Week 2 Flashcards
Is there a law for ice flow?
‘A universal constitutive law for ice flow does not exist’ (Paterson, 1983).
What is balance velocity?
Balance velocities relate ice flux to glacier mass balance, it is a useful concept to determine whether a glacier is dynamically unstable.
What defines ice flux for an idealised glacier of constant size and shape?
Ice flux through a cross-section should equal the sum of accumulation and ablation occurring upglacier of the section.
Based on this, glaciers with steeper mass balance gradients will have greater balance velocities.
What is the ice discharge profile like downglacier?
Ice discharge increases from the head of the glacier to the ELA, then decreases towards the snout.
What happens if balance velocity is greater than accumulation rate?
The glacier is redistributing more ice than it is building up, meaning it is probably reacting to a prior warmer climate.
What is Stress?
Force per unit area, in Pascals, 1 Pa = 1 N / Msq, so the same force acting across a smaller area exerts a greater stress.

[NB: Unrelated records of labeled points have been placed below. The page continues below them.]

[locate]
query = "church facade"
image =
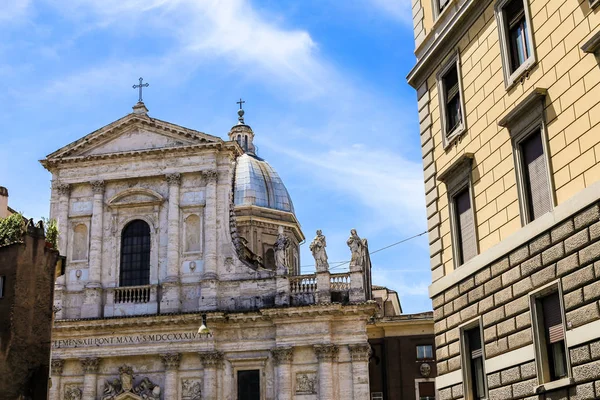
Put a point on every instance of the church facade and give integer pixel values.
(166, 230)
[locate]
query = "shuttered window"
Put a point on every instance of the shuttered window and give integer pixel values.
(465, 229)
(554, 334)
(535, 176)
(426, 391)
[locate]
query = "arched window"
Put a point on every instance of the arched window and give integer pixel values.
(135, 254)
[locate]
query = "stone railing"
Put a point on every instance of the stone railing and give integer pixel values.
(303, 284)
(340, 282)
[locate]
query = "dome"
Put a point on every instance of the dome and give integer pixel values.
(257, 184)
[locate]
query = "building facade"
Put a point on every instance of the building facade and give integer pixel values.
(166, 230)
(509, 109)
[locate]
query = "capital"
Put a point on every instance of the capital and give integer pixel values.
(90, 365)
(63, 189)
(283, 355)
(173, 179)
(326, 352)
(210, 175)
(56, 366)
(360, 352)
(170, 360)
(211, 359)
(97, 187)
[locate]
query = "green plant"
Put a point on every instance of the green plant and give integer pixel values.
(12, 229)
(51, 231)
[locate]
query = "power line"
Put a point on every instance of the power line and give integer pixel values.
(339, 264)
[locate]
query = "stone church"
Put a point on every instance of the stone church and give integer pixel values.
(183, 274)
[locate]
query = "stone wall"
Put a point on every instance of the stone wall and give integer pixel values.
(500, 294)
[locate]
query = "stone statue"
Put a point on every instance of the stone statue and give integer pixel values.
(358, 247)
(318, 249)
(280, 248)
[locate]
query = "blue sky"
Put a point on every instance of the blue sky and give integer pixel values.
(325, 95)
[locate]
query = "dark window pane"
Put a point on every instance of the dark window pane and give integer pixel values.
(135, 254)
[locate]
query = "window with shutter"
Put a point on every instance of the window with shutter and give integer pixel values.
(535, 176)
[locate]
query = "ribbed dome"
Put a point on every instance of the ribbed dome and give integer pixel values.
(257, 183)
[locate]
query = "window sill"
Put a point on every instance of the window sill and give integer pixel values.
(554, 385)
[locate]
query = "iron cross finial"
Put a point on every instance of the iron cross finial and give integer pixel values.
(240, 103)
(140, 86)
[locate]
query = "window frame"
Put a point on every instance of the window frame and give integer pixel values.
(453, 61)
(511, 78)
(539, 339)
(467, 374)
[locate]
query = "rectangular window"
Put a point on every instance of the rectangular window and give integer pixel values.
(550, 336)
(534, 176)
(424, 352)
(426, 391)
(515, 38)
(474, 371)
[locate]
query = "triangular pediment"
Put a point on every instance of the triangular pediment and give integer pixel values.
(133, 133)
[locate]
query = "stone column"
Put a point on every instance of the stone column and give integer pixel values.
(360, 369)
(92, 303)
(90, 370)
(171, 291)
(210, 225)
(56, 368)
(171, 364)
(211, 361)
(326, 354)
(283, 358)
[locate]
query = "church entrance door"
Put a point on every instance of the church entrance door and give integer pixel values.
(249, 385)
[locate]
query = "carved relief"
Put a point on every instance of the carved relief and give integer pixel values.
(192, 233)
(73, 392)
(80, 242)
(306, 383)
(191, 389)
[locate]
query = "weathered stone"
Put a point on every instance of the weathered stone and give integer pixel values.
(523, 389)
(578, 278)
(493, 316)
(502, 393)
(520, 339)
(523, 320)
(503, 296)
(511, 276)
(493, 380)
(577, 241)
(567, 264)
(580, 355)
(544, 276)
(587, 372)
(583, 315)
(510, 375)
(587, 217)
(523, 286)
(530, 266)
(553, 254)
(466, 285)
(483, 276)
(589, 254)
(573, 299)
(562, 231)
(540, 243)
(496, 347)
(518, 256)
(592, 291)
(528, 370)
(493, 285)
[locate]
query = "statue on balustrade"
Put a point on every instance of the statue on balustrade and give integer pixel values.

What direction does normal stress act?
Perpendicular to a surface. A.K.A Tension or Compression.
What direction does shear stress act?
Parallel to a surface.
It is basal shear stress that drives glacier flow.
What is Yield Stress?
The stress at which a material begins to deform plastically. Non-permanent deformation is termed ‘elastic’.
What is Strain?
Strain is the relative deformation of a material experiencing stress (e.g. change in length in a given dimension) and is unitless.
Rate of strain is the rate of change of shape.
What are the 3 stress-strain relationships?
- Perfectly plastic material: remains rigid until applied stress reaches the yield stress.
- Linearly Viscous Material: Strain is linearly proportional to applied stress.
- Non-linearly viscous material: Strain increases non-linearly with applied stress. For ice strain rate increases non-linearly with stress.
Glen’s Flow Law
e = At^n
e (epsilon): strain rate (what we want to know)
A: constant related to ice temp & other things.
t (tau): shear stress
n: constant (approx 3).
What is Basal Sliding?
Differential motion between ice and the substrate, a.k.a. sliding at the ice-substrate interface.
How does basal sliding occur?
- Water lubricates flow at the interface.
- Water rpessure reduces normal stress resulting in lower effective pressure.
Rate of sliding depends largely on basal water pressure.
What is substrate deformation?
Till underlies many glaciers, this mixture of sediments experiences stress from the overlying ice and can deform. The rates depend on various factors such as the pore water pressure in the till and it’s mechanical strength.